That two-o’clock-in-the-morning courage, which is the secret of soldierly success, comes only from companionship. The night-wood is a world by itself, filled with its own atmosphere, as oppressive to valor as the electric reefs that drew the nails from the ships of Sindbad. Among familiar scenes and well-known shapes, it is all the delight the poets sing—so tranquillizing, inspiring, fecund, that in comparison the thought of day brings up garish hues, flaunting figures—the hardness, harshness and unlovely in life. But night in the goblin-land, where Dick found himself suddenly deserted, with fantastic forms swaying in the lazy wind, would have had terrors for the most constant mind; terrors such as filled the soul of MacBeth, when Birnam wood came marching to Dunsinane. In an instant, as it seemed to Dick’s exalted and painfully impressionable sense, every separate leaf, branch, brier, copse, and jungle, was endowed with a voice of its own—hateful, irritating, mocking. Swarms of peering eyes hovered in the air, glowering uncanny menace into the boy’s wild, dilating vision.
Brave, even to recklessness, Dick was, as you have seen; but no sooner had the glimmer of Jack’s torch flickered and fluttered into the black distance, making place for the monstrous shapes, the luring shadows, and threatening forms encompassing him, than Dick threw himself, with a wailing shriek, into the morass in a wild attempt to follow.
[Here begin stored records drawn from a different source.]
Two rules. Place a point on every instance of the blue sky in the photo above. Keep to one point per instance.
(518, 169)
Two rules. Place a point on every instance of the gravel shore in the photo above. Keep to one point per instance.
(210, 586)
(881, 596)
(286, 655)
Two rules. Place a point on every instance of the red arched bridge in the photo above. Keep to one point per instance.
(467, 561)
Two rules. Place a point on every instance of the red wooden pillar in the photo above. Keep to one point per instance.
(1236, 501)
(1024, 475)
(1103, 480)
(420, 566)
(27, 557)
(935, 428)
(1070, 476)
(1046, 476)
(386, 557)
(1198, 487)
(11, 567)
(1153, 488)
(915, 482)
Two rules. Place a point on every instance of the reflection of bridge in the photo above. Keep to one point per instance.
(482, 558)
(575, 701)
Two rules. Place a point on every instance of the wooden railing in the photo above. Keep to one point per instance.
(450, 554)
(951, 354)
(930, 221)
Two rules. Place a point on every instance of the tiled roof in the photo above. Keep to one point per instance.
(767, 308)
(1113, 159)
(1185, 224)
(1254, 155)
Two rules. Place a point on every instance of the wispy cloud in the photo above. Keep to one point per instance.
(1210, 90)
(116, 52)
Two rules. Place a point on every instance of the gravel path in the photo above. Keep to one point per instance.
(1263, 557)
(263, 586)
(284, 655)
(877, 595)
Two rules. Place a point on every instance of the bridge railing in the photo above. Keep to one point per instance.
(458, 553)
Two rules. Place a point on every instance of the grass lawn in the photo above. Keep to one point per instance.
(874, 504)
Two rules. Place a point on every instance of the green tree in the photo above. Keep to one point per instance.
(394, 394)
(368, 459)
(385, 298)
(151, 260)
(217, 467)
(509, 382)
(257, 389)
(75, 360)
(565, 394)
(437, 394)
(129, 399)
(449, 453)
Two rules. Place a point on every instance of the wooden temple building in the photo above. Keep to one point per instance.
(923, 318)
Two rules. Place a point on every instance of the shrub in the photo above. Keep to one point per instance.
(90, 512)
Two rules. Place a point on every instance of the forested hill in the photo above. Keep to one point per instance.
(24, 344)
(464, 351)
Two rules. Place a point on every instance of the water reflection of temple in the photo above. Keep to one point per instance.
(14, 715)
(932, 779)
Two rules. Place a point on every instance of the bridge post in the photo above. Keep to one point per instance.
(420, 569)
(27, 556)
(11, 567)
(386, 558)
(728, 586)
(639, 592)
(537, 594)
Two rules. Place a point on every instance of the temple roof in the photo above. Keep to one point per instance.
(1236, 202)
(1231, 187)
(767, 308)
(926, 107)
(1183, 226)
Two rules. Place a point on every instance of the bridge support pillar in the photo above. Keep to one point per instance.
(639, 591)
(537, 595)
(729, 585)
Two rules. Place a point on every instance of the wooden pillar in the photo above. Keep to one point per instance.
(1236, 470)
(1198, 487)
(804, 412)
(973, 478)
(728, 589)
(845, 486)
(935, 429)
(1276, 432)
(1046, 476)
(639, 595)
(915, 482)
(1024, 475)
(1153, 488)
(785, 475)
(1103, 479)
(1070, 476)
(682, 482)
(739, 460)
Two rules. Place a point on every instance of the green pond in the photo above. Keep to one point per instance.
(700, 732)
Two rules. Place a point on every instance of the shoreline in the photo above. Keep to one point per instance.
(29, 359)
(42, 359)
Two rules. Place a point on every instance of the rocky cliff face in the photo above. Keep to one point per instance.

In an instant he was up to his middle in mud and water. He seized the prickly branches coiling about and above him; he gasped in prayerful pleading, the home teaching still strong in him; but there was no answer, save the crooning night-birds and the croaking frogs. Slimy things touched his torn flesh; whirring birds shot past him, disturbed in their night perches. The deadly odor, pungent and nauseous, of a thousand exhaling herbs, filled his nostrils. The darkness grew, instinct with threatening forms. He gasped, struggled, and in a fervent outburst of thanksgiving regained the dank mound. Ah, there was life on that! human life. Jones slept, the stertorous sleep of delirium. He murmured brokenly. Dick was too terrified to distinguish what he said. The blaze of the pine knot flared from side to side as the sighing breeze arose from the brackish pools, protesting the vitality of even this moribund hades. Ah! if he could but lie down and bury his face. The horses? They were feeding tranquilly yonder, standing up to their knees in mosses and water. The lines that tied them were long. They could move about. This was some comfort. They were more human than the dreadful specters that filled the place.